---
title: "Building Async Agent Pipelines: Chaining Asynchronous Steps with Dependencies"
description: "Design and implement async agent pipelines that chain dependent steps, resolve execution order automatically, and handle backpressure in production AI systems."
canonical: https://callsphere.ai/blog/building-async-agent-pipelines-chaining-asynchronous-steps-dependencies
category: "Learn Agentic AI"
tags: ["Python", "asyncio", "Pipeline", "AI Agents", "Architecture"]
author: "CallSphere Team"
published: 2026-03-17T00:00:00.000Z
updated: 2026-06-01T19:20:34.035Z
---

# Building Async Agent Pipelines: Chaining Asynchronous Steps with Dependencies

> Design and implement async agent pipelines that chain dependent steps, resolve execution order automatically, and handle backpressure in production AI systems.
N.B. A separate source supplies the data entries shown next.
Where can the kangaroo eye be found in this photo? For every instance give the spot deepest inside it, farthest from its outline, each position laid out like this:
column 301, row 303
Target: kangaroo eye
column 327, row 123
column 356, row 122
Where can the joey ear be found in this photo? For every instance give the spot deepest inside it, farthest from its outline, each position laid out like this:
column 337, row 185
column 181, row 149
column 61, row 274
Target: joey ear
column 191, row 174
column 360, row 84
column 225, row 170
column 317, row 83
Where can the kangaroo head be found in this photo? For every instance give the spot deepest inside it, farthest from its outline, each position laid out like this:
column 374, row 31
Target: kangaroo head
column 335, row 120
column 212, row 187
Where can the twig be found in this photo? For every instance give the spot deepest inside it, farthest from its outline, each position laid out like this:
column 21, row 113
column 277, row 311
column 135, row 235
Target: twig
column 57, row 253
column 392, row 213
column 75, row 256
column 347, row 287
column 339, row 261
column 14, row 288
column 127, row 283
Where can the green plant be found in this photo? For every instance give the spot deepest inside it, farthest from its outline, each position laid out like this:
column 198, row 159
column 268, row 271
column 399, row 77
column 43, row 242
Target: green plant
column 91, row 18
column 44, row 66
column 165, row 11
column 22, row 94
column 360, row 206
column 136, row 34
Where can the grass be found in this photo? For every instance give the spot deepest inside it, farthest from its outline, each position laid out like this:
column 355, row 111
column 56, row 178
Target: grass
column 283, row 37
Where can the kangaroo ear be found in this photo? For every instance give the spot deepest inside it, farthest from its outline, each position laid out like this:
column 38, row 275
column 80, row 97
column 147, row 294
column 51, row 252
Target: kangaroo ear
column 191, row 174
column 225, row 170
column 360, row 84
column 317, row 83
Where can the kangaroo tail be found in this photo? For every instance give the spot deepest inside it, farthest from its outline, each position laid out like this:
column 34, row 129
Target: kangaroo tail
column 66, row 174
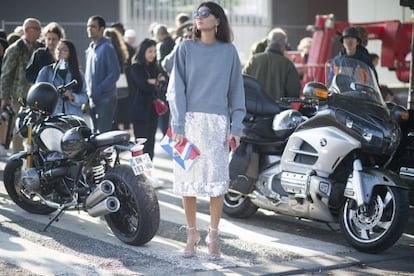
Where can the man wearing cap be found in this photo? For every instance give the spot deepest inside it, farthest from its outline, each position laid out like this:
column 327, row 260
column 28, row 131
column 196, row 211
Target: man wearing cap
column 273, row 70
column 352, row 47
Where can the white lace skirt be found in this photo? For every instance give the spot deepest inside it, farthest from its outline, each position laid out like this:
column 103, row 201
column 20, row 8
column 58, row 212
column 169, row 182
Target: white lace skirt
column 209, row 174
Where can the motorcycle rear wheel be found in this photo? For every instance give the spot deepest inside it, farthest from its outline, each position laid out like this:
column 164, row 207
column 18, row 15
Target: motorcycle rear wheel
column 238, row 206
column 376, row 226
column 138, row 218
column 11, row 178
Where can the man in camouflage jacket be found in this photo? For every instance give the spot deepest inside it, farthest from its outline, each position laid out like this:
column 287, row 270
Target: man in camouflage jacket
column 13, row 83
## Why Pipelines Matter for AI Agents

Real-world AI agents rarely execute a single LLM call. They run multi-step workflows: retrieve context, classify intent, generate a response, validate the output, then format it. Some steps depend on others. Some can run in parallel. A well-designed async pipeline maximizes concurrency while respecting dependencies.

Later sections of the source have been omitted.